Military Transition: Resume Concepts

Military Transition: Resume Concepts

What you don’t do in the military: write resumes, interview for a job (normally), and you never negotiate salary and compensation. What you will do during your transition is write resumes, interview for a job and negotiate salary and compensation.

Can you imagine negotiating compensation for your next tour of duty? “Ma’am I am really interested in your offer but can you arrange for me to telecommute on Fridays and get me a free membership at the country club?” And that is not the only hurdle you may have to overcome…some employers have a few ill-perceived notions about you and the military:
  • You are rigid
  • You don’t understand profit and loss
  •  You have had unlimited resources
  •  Leading is easy because you just give orders
These misled perceptions can create barriers, but a well prepared and focused resume will dispel all of these notions and set you up for success.

An effective way to create the building blocks of your resume is to produce a core or mega resume with 75 to 100 accomplishments. These accomplishments should include results, i.e., percentages, dollars, time and opportunity capitalized on. If possible, you will want to include how you achieved the accomplishment through leadership, restructuring, collaboration, etc. Your completed mega resume can be used as a source to draft each new resume for each specific objective or job interest.

So, how important is it to determine an objective, industry or specific job interest?

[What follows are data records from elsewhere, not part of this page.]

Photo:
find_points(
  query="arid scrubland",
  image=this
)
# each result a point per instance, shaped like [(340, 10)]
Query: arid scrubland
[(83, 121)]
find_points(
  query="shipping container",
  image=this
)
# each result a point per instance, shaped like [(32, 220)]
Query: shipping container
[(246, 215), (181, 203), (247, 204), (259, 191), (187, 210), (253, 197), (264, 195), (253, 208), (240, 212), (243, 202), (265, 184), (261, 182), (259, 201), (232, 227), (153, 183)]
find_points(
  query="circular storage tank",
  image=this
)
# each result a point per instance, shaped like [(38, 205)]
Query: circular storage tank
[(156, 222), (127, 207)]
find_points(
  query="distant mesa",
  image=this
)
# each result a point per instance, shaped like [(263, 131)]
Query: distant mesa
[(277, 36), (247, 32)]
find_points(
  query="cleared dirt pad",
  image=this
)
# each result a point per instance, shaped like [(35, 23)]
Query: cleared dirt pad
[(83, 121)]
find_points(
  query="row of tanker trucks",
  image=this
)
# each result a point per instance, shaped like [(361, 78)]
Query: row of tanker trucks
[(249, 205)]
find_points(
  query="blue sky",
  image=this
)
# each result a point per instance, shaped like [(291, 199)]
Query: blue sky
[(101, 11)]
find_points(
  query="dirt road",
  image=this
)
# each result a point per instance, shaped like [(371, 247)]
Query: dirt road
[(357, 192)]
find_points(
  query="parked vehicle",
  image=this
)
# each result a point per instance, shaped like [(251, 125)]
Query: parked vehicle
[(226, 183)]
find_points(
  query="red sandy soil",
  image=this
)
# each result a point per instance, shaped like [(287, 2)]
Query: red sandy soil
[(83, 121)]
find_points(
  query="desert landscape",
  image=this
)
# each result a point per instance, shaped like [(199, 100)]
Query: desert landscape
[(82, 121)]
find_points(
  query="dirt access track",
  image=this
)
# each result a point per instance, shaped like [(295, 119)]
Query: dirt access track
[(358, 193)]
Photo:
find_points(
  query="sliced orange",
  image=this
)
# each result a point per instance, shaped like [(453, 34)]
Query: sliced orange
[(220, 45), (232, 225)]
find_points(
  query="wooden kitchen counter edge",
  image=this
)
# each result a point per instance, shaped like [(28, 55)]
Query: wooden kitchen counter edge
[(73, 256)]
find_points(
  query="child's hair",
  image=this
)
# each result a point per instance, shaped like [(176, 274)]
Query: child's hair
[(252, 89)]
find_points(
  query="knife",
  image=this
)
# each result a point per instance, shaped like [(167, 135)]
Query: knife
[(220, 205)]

Yogi Berra said “If you don’t know where you are going, you will end up somewhere else.”  You will need to focus on an objective or a limited number of objectives. Consider what you want to do which should be some combination of your skill sets, what you like to do and what someone will pay you to do.  Before moving on with your resume draft there are two important aspects of job hunting that go hand in hand with your resume development, Networking and Research.

Network, network, network…we have all heard the buzz that networking contributes to job hunting success, but how important is it? According to Gevry Grispin and Mark Mehler, CareerXRoads, You are 54 times more likely to get hired if an employee of your target company refers you than if you posted your resume on every large job board at the same time! Networking also adds resources you can leverage during your resume draft and interview process. And along with networking you will want to build your industry knowledge-base through research.

Researching your objective industry for local, national and international trends and building an historical prospective will add to your depth and breadth of knowledge and allow you to capitalize on opportunity. As you build a more comprehensive picture of your objective landscape you will be better prepared to put down on paper or relate verbally how you uniquely solve your future employer’s problems.

With your completed mega resume you can pick and choose from the list of your accomplishments that best support your objective. Each job you apply for should be supported with a unique and focused resume resulting from your research, job description, and duties.

One common resume challenge for military members is writing in the proper language, i.e., non-Department of Defense terms. Avoid acronyms and ensure that you translate your accomplishments and duties into business related terms according to your objective.

Resumes have one purpose…to get you an interview! According to the McLean Group, your resume should SHOUT from the mountain tops: I know what you need, I can do it, I can prove I did it, I can tell you how I did it, and I can do it again. It is not just about your responsibilities. It may sound impressive to state that you were responsible for $100,000 in operating capital but the reader does not know if you squandered it or improved your organization with it.  Remember it is more about your accomplishments; what did you do that resulted in improvements or how did you save money or time? You restructured, changed processes, empowered teams, motivated, collaborated, etc.

There are several resume formats: chronological, functional and combination. Your choice may depend on your particular objective and target industry. The combination resume works well most of the time because the first page states your accomplishments that support your skills sets and objective while the second page details chronological or professional history, and describes your work history and experience. It is recommended by several job hunting agencies to keep your resume down to no more than two pages in length. If you wish to make it any longer…don’t.

There are many resources available that offer resume templates and formats. You may even hire someone to write it for you, but be advised there is valuable learning in the process of developing your own resume. An objective is needed to give you a goal or direction, strong networking and research builds a solid industry knowledge base, and creating a mega resume can assist in drafting multiple resumes, not to mention giving you an interview resource. Never lose sight of the purpose of your get you an interview!

Randy Blackmon is Senior Enrollment Manager for USG eCore and eMajor, and is a retired U.S. Navy Captain.